Le serment fut renouvelé avec toutes les formalités indispensables.

— Maintenant, tiens-toi sur tes gardes, Huck, dit Tom. On est tenté de jacasser lorsqu’on écoute ces bavards.

— Je crois bien. Jack Potter, Jack Potter, toujours Jack Potter ! Ils n’ont que ce nom-là à la bouche. Ils ne savent rien ; mais ça ne les empêche pas de dire qu’il mérite d’être pendu.

— Est-ce que tu ne le plains pas ?

— Tu peux parier que je le plains autant que toi, répliqua Huck, Il ne compte pas plus que moi, c’est vrai ; mais il n’a fait de mal à personne. Il pêchait juste assez pour gagner de quoi se griser et dormait le reste du temps. Il y a des masses d’individus qui ne travaillent guère et on ne leur met pas la corde au cou. Non, Jack Potter n’est pas méchant. Un jour il m’a donné la moitié d’un poisson quand il n’y en avait pas trop pour deux, et des fois j’aurais été dans une mauvaise passe sans lui.

— Il m’a rendu service aussi.
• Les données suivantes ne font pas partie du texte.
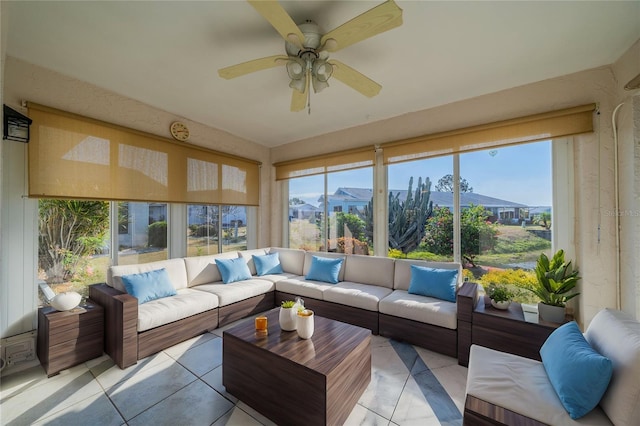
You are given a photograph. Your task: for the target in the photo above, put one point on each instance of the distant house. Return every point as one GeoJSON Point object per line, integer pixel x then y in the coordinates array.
{"type": "Point", "coordinates": [303, 211]}
{"type": "Point", "coordinates": [353, 200]}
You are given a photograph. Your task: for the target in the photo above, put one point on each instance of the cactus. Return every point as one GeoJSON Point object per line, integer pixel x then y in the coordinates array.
{"type": "Point", "coordinates": [407, 218]}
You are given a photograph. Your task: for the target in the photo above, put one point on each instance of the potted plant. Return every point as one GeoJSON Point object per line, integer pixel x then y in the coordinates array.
{"type": "Point", "coordinates": [500, 296]}
{"type": "Point", "coordinates": [555, 279]}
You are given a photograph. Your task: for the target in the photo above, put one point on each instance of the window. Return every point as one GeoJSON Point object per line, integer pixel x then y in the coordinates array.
{"type": "Point", "coordinates": [420, 214]}
{"type": "Point", "coordinates": [202, 229]}
{"type": "Point", "coordinates": [347, 200]}
{"type": "Point", "coordinates": [146, 236]}
{"type": "Point", "coordinates": [73, 243]}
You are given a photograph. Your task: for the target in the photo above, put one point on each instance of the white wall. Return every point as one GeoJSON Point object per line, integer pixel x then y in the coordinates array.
{"type": "Point", "coordinates": [23, 81]}
{"type": "Point", "coordinates": [593, 164]}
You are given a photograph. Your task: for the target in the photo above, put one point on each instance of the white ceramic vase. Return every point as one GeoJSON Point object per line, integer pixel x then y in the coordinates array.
{"type": "Point", "coordinates": [305, 324]}
{"type": "Point", "coordinates": [66, 301]}
{"type": "Point", "coordinates": [287, 319]}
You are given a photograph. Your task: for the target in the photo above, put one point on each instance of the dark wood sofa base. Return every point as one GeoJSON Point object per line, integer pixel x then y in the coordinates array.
{"type": "Point", "coordinates": [478, 412]}
{"type": "Point", "coordinates": [336, 311]}
{"type": "Point", "coordinates": [437, 339]}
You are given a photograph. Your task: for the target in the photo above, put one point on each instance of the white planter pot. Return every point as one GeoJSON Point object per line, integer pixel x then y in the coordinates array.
{"type": "Point", "coordinates": [501, 305]}
{"type": "Point", "coordinates": [66, 301]}
{"type": "Point", "coordinates": [551, 313]}
{"type": "Point", "coordinates": [287, 319]}
{"type": "Point", "coordinates": [305, 324]}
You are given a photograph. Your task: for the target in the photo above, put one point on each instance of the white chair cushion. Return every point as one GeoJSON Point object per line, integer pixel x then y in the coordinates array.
{"type": "Point", "coordinates": [402, 271]}
{"type": "Point", "coordinates": [163, 311]}
{"type": "Point", "coordinates": [369, 270]}
{"type": "Point", "coordinates": [363, 296]}
{"type": "Point", "coordinates": [274, 278]}
{"type": "Point", "coordinates": [291, 260]}
{"type": "Point", "coordinates": [175, 268]}
{"type": "Point", "coordinates": [236, 291]}
{"type": "Point", "coordinates": [616, 335]}
{"type": "Point", "coordinates": [521, 385]}
{"type": "Point", "coordinates": [299, 286]}
{"type": "Point", "coordinates": [203, 269]}
{"type": "Point", "coordinates": [423, 309]}
{"type": "Point", "coordinates": [248, 256]}
{"type": "Point", "coordinates": [308, 257]}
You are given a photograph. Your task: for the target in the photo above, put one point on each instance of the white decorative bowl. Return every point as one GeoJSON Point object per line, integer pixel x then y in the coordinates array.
{"type": "Point", "coordinates": [500, 305]}
{"type": "Point", "coordinates": [66, 301]}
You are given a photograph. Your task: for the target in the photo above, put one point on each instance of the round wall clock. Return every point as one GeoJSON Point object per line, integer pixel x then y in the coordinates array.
{"type": "Point", "coordinates": [179, 131]}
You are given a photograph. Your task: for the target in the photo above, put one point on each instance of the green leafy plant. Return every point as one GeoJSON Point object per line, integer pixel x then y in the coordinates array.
{"type": "Point", "coordinates": [555, 279]}
{"type": "Point", "coordinates": [499, 293]}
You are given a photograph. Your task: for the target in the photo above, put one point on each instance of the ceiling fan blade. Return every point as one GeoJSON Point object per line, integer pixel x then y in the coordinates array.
{"type": "Point", "coordinates": [354, 79]}
{"type": "Point", "coordinates": [298, 99]}
{"type": "Point", "coordinates": [381, 18]}
{"type": "Point", "coordinates": [273, 12]}
{"type": "Point", "coordinates": [252, 66]}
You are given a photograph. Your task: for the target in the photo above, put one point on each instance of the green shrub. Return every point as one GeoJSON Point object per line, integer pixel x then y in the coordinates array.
{"type": "Point", "coordinates": [158, 234]}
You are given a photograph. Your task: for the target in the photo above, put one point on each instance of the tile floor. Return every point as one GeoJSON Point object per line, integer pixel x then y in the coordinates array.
{"type": "Point", "coordinates": [182, 385]}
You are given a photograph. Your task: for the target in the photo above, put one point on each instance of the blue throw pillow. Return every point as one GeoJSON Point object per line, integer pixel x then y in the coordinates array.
{"type": "Point", "coordinates": [148, 286]}
{"type": "Point", "coordinates": [268, 264]}
{"type": "Point", "coordinates": [324, 269]}
{"type": "Point", "coordinates": [432, 282]}
{"type": "Point", "coordinates": [233, 270]}
{"type": "Point", "coordinates": [578, 373]}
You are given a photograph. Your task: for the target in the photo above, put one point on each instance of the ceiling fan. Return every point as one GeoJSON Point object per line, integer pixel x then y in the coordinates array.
{"type": "Point", "coordinates": [307, 59]}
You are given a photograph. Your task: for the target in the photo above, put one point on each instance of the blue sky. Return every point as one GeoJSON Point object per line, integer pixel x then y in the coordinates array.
{"type": "Point", "coordinates": [520, 173]}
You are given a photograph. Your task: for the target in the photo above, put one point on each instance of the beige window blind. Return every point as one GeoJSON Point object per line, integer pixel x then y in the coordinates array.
{"type": "Point", "coordinates": [71, 156]}
{"type": "Point", "coordinates": [334, 162]}
{"type": "Point", "coordinates": [533, 128]}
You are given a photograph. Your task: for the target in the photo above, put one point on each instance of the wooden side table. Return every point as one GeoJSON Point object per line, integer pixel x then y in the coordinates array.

Il raccommodait mes cerfs-volants et attachait les hameçons à mes lignes. Je voudrais le tirer de là.

— Nous ne pouvons pas le tirer de là, Tom. D’ailleurs, il n’en serait pas plus avancé ; on le reprendrait bien vite.

— C’est vrai ; mais ça m’agace d’entendre tout le monde tomber sur lui.

— Moi aussi, ça m’agace, Tom. Ils jurent qu’il a la mine d’un assassin et s’étonnent qu’il n’ait pas été pendu il y a longtemps.